Implement support for seamless breaking runtime upgrades.
Runtime descriptor related changes:
// Runtime represents a runtime.
type Runtime struct { // nolint: maligned
// Deployments specifies the runtime deployments (versions).
Deployments []*VersionInfo `json:"deployments"`
// Version field is relocated to inside the VersionInfo structure.
// Other unchanged fields omitted for brevity.
}
// VersionInfo is the per-runtime version information.
type VersionInfo struct {
// Version of the runtime.
Version version.Version `json:"version"`
// ValidFrom stores the epoch at which, this version is valid.
ValidFrom beacon.EpochTime `json:"valid_from"`
// TEE is the enclave version information, in an enclave provider specific
// format if any.
TEE []byte `json:"tee,omitempty"`
}
The intended workflow here is to:
-
Deploy runtimes with the initial Deployment populated.
-
Update the runtime version via the deployment of a new version of the descriptor with an additional version info entry.
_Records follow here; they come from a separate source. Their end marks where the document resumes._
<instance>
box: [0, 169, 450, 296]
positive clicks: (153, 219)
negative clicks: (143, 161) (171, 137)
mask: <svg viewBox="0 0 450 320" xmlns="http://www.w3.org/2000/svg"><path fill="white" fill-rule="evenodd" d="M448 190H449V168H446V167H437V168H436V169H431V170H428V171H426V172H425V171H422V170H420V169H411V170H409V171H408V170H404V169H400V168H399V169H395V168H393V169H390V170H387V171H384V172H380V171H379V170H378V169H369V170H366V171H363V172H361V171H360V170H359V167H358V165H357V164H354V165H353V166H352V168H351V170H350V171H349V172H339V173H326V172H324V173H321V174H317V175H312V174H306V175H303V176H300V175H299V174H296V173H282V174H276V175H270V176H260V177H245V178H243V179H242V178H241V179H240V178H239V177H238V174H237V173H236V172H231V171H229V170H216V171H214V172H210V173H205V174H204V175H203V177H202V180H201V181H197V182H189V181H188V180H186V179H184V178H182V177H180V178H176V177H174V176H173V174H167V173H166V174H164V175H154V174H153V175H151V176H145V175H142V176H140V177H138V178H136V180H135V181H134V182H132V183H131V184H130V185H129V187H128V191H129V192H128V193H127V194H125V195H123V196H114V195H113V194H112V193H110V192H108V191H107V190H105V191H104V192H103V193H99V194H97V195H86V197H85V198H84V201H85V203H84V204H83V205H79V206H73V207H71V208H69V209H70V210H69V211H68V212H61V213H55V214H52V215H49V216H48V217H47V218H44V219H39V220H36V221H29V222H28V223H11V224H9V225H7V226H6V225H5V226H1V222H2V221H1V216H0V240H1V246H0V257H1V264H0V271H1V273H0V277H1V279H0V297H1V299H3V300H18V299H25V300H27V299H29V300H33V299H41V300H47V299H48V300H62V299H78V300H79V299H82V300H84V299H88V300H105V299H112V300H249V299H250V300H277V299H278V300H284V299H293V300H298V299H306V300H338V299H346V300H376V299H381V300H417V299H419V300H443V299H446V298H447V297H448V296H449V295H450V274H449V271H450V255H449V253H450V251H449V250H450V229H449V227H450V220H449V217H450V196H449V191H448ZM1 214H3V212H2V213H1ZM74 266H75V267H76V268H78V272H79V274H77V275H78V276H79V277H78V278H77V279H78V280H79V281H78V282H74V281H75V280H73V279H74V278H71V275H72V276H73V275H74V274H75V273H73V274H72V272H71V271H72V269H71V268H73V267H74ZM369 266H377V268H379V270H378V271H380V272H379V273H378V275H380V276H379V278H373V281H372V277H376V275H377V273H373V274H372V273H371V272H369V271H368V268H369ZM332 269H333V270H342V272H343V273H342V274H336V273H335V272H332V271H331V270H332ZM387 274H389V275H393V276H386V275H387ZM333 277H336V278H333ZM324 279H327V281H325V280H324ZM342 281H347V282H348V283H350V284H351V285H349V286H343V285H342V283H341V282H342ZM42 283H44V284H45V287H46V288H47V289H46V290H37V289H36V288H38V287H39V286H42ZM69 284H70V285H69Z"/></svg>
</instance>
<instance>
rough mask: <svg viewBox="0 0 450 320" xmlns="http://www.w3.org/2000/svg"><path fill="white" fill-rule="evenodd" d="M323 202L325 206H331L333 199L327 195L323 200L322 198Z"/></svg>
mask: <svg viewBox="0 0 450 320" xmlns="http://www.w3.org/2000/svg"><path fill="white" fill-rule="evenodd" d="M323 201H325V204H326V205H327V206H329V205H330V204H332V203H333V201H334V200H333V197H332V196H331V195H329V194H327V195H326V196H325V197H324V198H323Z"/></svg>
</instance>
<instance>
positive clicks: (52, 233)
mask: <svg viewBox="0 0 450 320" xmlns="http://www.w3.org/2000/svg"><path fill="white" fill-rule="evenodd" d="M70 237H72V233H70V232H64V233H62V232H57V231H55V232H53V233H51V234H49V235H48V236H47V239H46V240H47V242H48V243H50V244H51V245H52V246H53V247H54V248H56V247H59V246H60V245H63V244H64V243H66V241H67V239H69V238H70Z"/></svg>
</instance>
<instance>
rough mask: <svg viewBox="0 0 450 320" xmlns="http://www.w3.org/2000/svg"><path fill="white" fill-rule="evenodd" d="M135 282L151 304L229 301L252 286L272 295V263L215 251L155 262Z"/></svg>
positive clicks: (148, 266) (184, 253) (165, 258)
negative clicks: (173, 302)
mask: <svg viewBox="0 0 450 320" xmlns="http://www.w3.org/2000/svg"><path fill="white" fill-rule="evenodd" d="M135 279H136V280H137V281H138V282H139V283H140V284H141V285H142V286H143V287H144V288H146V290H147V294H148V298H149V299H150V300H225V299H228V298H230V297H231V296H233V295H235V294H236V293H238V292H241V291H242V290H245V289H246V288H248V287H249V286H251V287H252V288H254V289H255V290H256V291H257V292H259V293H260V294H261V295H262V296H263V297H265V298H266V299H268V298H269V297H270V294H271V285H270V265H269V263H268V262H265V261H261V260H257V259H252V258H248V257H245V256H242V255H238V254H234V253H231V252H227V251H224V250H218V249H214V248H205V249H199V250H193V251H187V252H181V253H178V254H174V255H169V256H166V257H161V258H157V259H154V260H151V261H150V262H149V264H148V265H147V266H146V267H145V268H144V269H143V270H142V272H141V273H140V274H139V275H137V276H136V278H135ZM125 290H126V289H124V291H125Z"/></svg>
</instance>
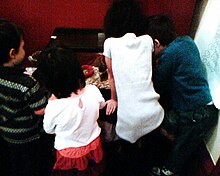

Sufficient nodes must upgrade their runtime binary and configuration by the
ValidFrom
epoch or the runtime will fail to be scheduled (no special handling is done, this is the existing "insufficient nodes" condition). -
Aborting or altering pending updates via the deployment of a new version of the descriptor with the removed/ammended not-yet-valid
Deployments
is possible in this design, but perhaps should be forbidden. -
Altering exisiting
Deployments
entries is strictly forbidden, except the removal of superceded descriptors. -
Deploying descriptors with
Deployments
that will never be valid (as in one that is superceded by a newer version) is strictly forbidden.
The existing node descriptor is a flat vector of Runtime
entries
containing the runtime ID, version, and TEE information, so no changes
are required.
On transition to an epoch where a new version takes effect, the consensus
layer MAY prune the descriptor's Deployments
field of superceded versions.
The only scheduler and worker side changes are to incorporate the runtime version into scheduling, and to pick the correct deployed version of the runtime to use, both on a once-per-epoch-per-runtime basis.
-
Seamless runtime upgrades will be possible.
-
The code changes required are relatively minimal, and this is likely the simplest possible solution that will work.
- It may be overly simplistic.